CLEVELAND — Two Palestinian dance groups are showcasing their heritage, performing for dozens of people at Cleveland State University this weekend.
The Cleveland Palestine Advocacy Community and the U.S. Palestine Community Network are leading an event featuring a folkloric dance known as Dabke. Shereen Naser and her family are from town of Birzeit in the West Bank. She said the dance has deep roots in Palestinian history.
“It’s a tradition that is a connection to land that’s been around for centuries and centuries, and we still carry it with us today,” Naser said. “Teaching it from our elders to our young people again, performing at weddings and protests as a symbol that we are here.”
Voltaire Kharoufeh is leading the Wishah and Baladi dance troupes, which he said have performed around the globe for the last 34 years.
Kharoufeh said the dance troupes unites Palestinian people of Christian and Muslim faith. (Spectrum News 1/Tanya Velazquez)
The Palestinian dance troupes are typically composed of 30 members, Kharoufeh said, but this weekend only eight dancers were allowed into the country under the current visa ban.
“Some of them have been getting visa from before, so it was easy, but unfortunately, we had the maybe the same size—or over that—who couldn’t get their visa in order to come here with us,” he said.
The Trump administration has upped its restrictions on those coming to the United States from Palestine, making it more difficult to receive travel documents for those coming to visit for business, pleasure or educational purposes.
The U.S. State Department also suspended a program allowing injured Palestinian children grom Gaza to come to the country for medical treatment.
“So, these children have lost limbs because of building falling on them or being shot by Israeli solders, and they were allowed to come for medical treatment, lifesaving medical treatment,” Naser said. “And these visas are keeping them from being able to receive that treatment.”
The new restrictions on visas are impacting people beyond the Gaza strip, said Loay Odeh, who is a member of USPCN.
“Mahmoud Abbas, the president of Palestine right now, who couldn’t get even a visa to come to the to the United Nations,” he said.

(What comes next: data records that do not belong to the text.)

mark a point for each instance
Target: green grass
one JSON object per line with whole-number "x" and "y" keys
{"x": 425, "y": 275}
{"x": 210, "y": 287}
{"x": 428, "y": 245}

The visa ban is only one of several pressing issues the community faces as they continue to fight for liberation, Odeh said.
“Every once in a while, we need to be happy [and] to be joined with our culture,” Odeh said. “To be happy, just for maybe two hours, because we’re always crying about our people dying.”
In spite of their struggles, Naser said she hopes the event fosters unity among all attendees.
“I hope that people who come to see this performance – especially if they’re not Palestinian – get to see again our joy, our culture, our traditions,” Naser said. “Instead of just seeing us as worthy of being bombed.”